Many years, songs, and bands later, there were a million reasons why it made sense for me to “go solo” in 2006. When you finally build an artistic identity and gain confidence and a sense of self, you start to have crystal-clear visions of what you want, and the only way to get what you’re after - what’s in your head - is a certain degree of control. I wanted to broaden my horizons and work with other people, and I got to do that with Danger Show, and for the first time ever, I conceived of a record and then went and made it and in the end, I’d actually managed to get on tape exactly what I’d heard in my head, all those months before. That was a new and exciting experience.
But then the craziest thing happened: the minute I’d made the record and released it in March of 2007...I formed a band. Just like that, I immediately had a small group of guys, B and Giulio and Frogs and Steve, that I wanted to be my band. After all that “striking out on my own” stuff - my whole lone wolf thing - I went right back to where I’d always been the most comfortable.
This record, my sixth now, is really a band record. There were elements of that present from the beginning. The guys – those same 2007 guys who were there helping me support my first record, and my same creative partner helping me produce it - they were all back. Some of them, like Frogs and J, I’ve been making music with for 20 years now. Even Steve, who I’ve technically been working with the shortest amount of time, has now played on six records and been on stage with me for over 12 years. There’s a shared history. There’s all the best things about being together for so long. You understand each other’s tendencies and know how to play to each other’s strengths.
That idea – a band record – comes into play in a number of ways, the biggest of which was the method in which we recorded it. I wrote songs, sent demos, and then gathered everyone in a studio in Downtown LA in July 2018 to rehearse. We spent those nights arranging the record on the fly, with everyone laboring together to figure out how to make the songs work. They were rehearsals primarily, but we rolled tape from a few mics, just so we could listen back to the process and the progress and make decisions.

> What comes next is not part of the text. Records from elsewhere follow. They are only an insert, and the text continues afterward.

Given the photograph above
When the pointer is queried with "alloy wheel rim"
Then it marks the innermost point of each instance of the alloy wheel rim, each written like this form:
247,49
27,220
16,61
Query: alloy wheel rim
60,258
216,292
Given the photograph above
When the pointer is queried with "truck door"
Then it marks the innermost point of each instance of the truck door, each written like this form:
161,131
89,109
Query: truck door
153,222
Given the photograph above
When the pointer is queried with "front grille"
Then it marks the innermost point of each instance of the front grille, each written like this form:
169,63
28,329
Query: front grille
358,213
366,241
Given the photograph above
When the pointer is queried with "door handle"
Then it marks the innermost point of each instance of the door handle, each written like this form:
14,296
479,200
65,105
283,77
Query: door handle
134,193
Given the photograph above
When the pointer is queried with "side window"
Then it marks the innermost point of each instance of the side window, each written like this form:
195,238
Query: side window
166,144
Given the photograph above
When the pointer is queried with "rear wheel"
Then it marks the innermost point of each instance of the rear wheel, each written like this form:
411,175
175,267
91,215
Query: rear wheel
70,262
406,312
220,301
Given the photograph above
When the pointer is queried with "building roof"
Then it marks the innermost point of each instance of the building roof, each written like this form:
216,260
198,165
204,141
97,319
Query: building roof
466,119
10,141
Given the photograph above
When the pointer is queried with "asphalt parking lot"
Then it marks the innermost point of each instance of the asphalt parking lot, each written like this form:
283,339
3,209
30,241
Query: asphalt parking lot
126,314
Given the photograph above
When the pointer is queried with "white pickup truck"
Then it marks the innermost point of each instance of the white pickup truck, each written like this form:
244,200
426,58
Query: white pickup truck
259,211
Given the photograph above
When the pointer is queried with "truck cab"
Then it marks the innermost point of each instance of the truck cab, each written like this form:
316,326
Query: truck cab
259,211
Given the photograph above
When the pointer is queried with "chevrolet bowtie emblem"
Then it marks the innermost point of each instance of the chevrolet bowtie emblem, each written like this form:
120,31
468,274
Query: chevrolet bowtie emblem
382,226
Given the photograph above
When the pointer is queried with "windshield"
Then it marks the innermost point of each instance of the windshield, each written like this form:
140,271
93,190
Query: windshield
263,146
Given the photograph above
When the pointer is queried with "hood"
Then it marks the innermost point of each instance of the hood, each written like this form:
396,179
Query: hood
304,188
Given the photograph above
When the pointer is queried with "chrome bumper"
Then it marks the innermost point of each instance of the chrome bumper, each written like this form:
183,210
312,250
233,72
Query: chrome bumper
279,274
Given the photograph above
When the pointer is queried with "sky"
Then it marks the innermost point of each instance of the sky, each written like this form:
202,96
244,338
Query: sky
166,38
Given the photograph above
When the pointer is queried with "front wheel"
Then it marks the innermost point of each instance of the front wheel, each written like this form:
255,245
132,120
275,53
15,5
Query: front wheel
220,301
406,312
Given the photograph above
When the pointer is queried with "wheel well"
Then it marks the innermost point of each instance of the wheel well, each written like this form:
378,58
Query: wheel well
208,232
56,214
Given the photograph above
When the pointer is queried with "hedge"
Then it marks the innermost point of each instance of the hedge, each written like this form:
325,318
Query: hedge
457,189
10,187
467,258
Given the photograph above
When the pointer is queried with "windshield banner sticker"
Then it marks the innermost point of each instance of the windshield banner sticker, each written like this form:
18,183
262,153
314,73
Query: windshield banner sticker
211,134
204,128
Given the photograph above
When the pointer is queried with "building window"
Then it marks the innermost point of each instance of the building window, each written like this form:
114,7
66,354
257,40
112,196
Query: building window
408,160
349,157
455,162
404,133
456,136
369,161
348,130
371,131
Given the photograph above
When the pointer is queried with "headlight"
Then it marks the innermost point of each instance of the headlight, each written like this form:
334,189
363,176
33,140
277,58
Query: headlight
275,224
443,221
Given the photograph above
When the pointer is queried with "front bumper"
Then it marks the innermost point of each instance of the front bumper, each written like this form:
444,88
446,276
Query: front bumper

Then at the beach house in Oxnard five months later, we all got in one big room and made it live, something I’ve always wanted to do. It was in that same spirit that we decided to name the album more or less after the band, and call it Dead Messengers.
Like all my records, there are other elements than connect these songs and make them a group, at least for me. This time around, it’s the Southern settings, and the themes of suicide, death, and existential dread. Most of all though, this record is - for me - defined by the way it was made, and the guys who made it with me. I’m grateful for them, and for all of you. Thanks for listening.